Puede ser cinismo o un simple gesto indescifrable, pero hay quienes sonreímos con la malicia de un diablo en carnaval...
Me sucede con frecuencia que me echan en cara esta sonrisa cínica: “¿Te estás burlando de mí?” o “¿te ríes de mí o conmigo?”. Es que habemos quienes sonreímos con la malicia de un diablo venido a menos, de un diablo de segunda mano en un carnaval.
Por eso no me sorprendió aquel tipo medio lunático que me abordó hace unos años en aquella acera. “¿Cuánto me das por mi alma, cuánto me das?”, soltó el sujeto de buenas a primeras. Lo miré con expresión de qué-le-pasa-a-este-wey. Seguro es una broma.
“¿Cuánto me das por mi alma?”, balbuceó ya sin la misma seguridad. “No me jodas el día”, di otra calada a mi cigarrillo. “No te hagas, no te hagas, tienes cara de diablo”, dijo convencido. No manches, estos weyes inventan cada día cosas más extrañas para pedir dinero.
“Te vendo mi alma”, insistió. “Tu pinche alma está más desahuciada que una máquina de escribir”, le seguí el juego. Busqué con la mirada alguna cámara escondida, aunque el tipo no parecía disfrazado. Aquellas costras de mugre eran bastante reales y apestaba a madres. Saqué dos varos y se los di. “Mi alma vale mucho más”, protestó.
Entonces sacó un trozo de papel de su bolsillo y me lo enseñó. Era un dibujo perturbador. Y sí, allí estaban los trazos de un sujeto parecido a mí, aunque sin gafas. “No te hagas, tienes cara de diablo” y me mostraba aquel retrato siniestro.
“Ya llégale, que estoy esperando a alguien”, sentencié con firmeza. Se sacó de onda. “Ya sé, ya sé que estás aquí de incógnito”, su garra aprisionó mi brazo. Pinche loco.

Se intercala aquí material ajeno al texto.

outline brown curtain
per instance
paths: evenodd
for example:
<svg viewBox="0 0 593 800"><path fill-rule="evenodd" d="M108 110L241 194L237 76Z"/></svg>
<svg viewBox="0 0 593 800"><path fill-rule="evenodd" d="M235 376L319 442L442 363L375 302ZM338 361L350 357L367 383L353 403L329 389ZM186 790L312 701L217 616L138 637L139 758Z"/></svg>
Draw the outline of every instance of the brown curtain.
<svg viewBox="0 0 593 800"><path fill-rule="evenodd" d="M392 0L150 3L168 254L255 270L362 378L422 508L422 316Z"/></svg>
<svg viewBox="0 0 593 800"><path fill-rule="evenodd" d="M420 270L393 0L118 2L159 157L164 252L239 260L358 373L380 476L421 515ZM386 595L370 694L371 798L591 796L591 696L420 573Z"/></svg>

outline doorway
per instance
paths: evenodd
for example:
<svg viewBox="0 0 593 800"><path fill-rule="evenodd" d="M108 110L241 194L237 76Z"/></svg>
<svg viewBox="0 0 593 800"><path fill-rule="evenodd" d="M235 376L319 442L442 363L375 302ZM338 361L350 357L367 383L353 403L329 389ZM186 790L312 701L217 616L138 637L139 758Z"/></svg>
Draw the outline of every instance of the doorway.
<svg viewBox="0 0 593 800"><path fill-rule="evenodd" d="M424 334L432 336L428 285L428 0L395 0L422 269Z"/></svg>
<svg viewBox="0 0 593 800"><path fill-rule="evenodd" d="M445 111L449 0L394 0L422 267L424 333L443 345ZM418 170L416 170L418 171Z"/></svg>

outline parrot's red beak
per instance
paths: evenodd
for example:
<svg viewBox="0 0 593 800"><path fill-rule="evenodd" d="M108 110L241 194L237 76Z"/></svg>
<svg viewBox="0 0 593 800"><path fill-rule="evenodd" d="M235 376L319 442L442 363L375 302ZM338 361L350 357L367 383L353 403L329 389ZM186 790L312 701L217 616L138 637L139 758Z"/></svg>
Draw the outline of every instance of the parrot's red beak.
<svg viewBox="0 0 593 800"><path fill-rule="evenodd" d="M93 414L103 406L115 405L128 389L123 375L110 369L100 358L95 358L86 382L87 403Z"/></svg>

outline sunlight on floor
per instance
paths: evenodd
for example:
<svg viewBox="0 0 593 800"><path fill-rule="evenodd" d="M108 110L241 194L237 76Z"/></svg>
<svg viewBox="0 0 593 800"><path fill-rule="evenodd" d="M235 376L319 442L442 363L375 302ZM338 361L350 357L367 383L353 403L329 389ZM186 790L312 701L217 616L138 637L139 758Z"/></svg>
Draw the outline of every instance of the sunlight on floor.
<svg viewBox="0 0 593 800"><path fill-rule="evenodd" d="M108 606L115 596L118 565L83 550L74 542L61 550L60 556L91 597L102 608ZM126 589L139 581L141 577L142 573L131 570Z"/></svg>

“Mira, cabroncito, ya estuvo, te estás ganando unos madrazos”, caminé hacia la esquina. Dudó en seguirme, pero fue tras de mí. “¡Es el diablo!”, gritó, “mírenlo, es el diablo”. La gente se volvió para observarme. No pude evitar reírme. Aquel miserable me señalaba.

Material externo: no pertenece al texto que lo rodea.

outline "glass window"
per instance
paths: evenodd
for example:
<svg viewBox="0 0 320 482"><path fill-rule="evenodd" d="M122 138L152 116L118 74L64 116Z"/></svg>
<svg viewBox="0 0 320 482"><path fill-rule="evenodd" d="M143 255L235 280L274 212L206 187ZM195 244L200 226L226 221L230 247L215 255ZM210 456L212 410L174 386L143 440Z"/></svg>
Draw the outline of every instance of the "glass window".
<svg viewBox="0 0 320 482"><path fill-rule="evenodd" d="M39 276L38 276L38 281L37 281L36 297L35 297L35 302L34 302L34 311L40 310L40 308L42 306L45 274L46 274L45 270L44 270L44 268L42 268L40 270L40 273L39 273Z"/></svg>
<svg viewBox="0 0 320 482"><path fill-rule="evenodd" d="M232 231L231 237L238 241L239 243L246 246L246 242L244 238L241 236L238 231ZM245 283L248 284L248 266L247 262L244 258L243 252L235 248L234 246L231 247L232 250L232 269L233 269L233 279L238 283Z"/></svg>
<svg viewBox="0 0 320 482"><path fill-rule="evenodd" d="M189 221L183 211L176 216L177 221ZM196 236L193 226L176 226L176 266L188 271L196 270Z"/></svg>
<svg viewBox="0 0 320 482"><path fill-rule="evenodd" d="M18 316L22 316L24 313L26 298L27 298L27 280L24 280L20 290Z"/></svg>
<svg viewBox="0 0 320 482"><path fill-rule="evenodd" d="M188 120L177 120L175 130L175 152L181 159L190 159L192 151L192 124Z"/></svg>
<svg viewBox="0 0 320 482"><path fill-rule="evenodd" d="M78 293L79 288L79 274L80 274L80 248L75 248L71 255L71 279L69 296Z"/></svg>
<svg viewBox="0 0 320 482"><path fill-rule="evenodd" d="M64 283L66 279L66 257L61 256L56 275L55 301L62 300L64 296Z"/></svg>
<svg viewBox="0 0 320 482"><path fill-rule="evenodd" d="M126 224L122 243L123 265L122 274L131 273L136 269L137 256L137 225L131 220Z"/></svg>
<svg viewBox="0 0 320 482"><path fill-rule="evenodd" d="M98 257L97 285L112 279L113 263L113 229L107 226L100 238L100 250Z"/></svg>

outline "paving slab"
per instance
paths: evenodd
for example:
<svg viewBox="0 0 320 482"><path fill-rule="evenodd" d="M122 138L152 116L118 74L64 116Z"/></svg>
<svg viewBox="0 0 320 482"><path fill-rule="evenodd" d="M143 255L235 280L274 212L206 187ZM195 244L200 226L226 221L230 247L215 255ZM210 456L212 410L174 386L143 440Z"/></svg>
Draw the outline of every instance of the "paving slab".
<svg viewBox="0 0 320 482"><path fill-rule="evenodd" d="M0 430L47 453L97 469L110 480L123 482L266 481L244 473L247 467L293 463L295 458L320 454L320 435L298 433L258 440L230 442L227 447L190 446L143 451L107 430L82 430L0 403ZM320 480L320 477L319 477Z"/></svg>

“¡Sólo vean sus ojos, el mal está en su mirada!”, siguió con su desmadre. Preferí ignorarlo. Tomé el celular y le marqué a Mariana. Venía retrasada, así que cambié el lugar de la cita. “¿Quién grita tanto?”, me preguntó ella. “Un pinche loco que cree que soy el diablo”, le contesté. Ella se carcajeó: “No manches, Roberto, ya te descubrieron”. Reí con ella y luego colgué. Hice señas a un taxi, pero me ignoró. ¿Será qué sí tengo cara de diablo?